= Contact, l'encyclopédie de la création =

Television series

Contact, l'encyclopédie de la création is a television series originally broadcast by Quebec's public broadcaster Télé-Québec. Each one-hour program offers an up-close personal portrait of a thinker or creator. This new incarnation of the series is the brainchild of broadcaster Stéphan Bureau who initially created under the title Contact in the early 1990s. Each episode, which is usually shot over the course of two or three days, centers on interviews conducted by Bureau with the featured creator. The complete program is shot on location in settings that are meaningful to the subject.

==Season one==
In 2006, the first season of Contact, l'encyclopédie de la création was composed of 13 episodes, most of which were shot in Europe.

===Episode 1: Franco Dragone===
From La Louvière, Belgium, to Las Vegas, Franco Dragone has had an extensive carrer over the last decade. Dragone directed most of the earliest shows of Cirque du Soleil as well as Céline Dion's A New Day... and Le Rêve presented at the Wynn Las Vegas hotel and casino.
In Contact, he tells Bureau what it meant for him after his international success to bring back some hope to his dying mining community by creating his Dragone production company. He also reflects on his creative process and on the fear of having no more to offer to his art.

===Episode 2: Jean D'Ormesson===
The quintessential Parisian, Jean D'Ormesson has written extensively about his royalist family and his love of Venice. The son of an ambassador, D'Ormesson became in 1973 the youngest member of the Académie française to which he later contributed getting the first woman ever admitted.
In Contact, the 82-year-old writer gets teary eyed saying that his father may have died thinking him a failure.

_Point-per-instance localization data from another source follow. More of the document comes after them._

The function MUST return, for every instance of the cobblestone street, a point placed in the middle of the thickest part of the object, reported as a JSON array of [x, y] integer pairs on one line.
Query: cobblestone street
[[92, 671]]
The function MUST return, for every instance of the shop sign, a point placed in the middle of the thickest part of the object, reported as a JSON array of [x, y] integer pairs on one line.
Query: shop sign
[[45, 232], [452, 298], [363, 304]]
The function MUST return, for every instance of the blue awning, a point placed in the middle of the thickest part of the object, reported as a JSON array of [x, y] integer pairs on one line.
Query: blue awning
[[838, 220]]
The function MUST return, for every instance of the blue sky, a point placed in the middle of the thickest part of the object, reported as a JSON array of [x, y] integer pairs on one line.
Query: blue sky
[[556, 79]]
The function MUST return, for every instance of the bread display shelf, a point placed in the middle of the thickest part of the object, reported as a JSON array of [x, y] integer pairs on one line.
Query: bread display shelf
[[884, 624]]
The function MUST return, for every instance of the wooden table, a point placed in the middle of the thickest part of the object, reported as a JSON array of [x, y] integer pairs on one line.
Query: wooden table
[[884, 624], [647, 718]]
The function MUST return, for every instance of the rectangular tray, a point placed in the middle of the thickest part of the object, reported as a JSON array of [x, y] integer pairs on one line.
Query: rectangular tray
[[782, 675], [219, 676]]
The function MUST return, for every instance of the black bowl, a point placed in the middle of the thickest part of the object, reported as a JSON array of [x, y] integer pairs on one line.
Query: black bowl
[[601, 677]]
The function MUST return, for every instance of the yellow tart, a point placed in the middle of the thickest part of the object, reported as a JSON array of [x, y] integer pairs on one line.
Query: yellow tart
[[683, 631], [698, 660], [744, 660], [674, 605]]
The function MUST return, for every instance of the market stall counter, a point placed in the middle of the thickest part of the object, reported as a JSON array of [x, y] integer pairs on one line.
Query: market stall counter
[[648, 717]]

===Episode 3: Éric-Emmanuel Schmitt===
The most sold author in the French language, Éric-Emmanuel Schmitt lives in Brussels and his plays have been staged all over the world. He wanted to be a musician but finally turned to philosophy and became a writer.

===Episode 4: Simone Veil===
A survivor of the Nazi death camp of Auschwitz Simone Veil later became lawyer, a judge and major political figure in France and at the European Parliament.
In Contact, she poignantly recollects how the detainees in the death camp were stripped of any shred of humanity. She saw her mother die from disease in the camps and her father and brother were never heard of again after being deported.

===Episode 5: Jacques Attali===
An adviser to French President François Mitterrand, Jacques Attali is an economist, writer and thinker. He was the first president of the European Bank for Reconstruction and Development and later founded PlaNet finance a non-profit organization specializing in Micro credit.
The brother of a psychoanalyst, Attali says he always refused to go into analysis because he is scared that the delicate movements of his mind could not be put back together after having been disassembled. He states: "I'm know I am crazy, but I am fine like that."

===Episode 6: Robert Lepage===
Quebec-born Robert Lepage is a playwright and director. When he is not in Copenhagen or Tokyo he is working out his Quebec City theater built in an old fire station. Remembering his childhood, Lepage tells Stephan Bureau children don't move me, they can be mean. Much more so than adults.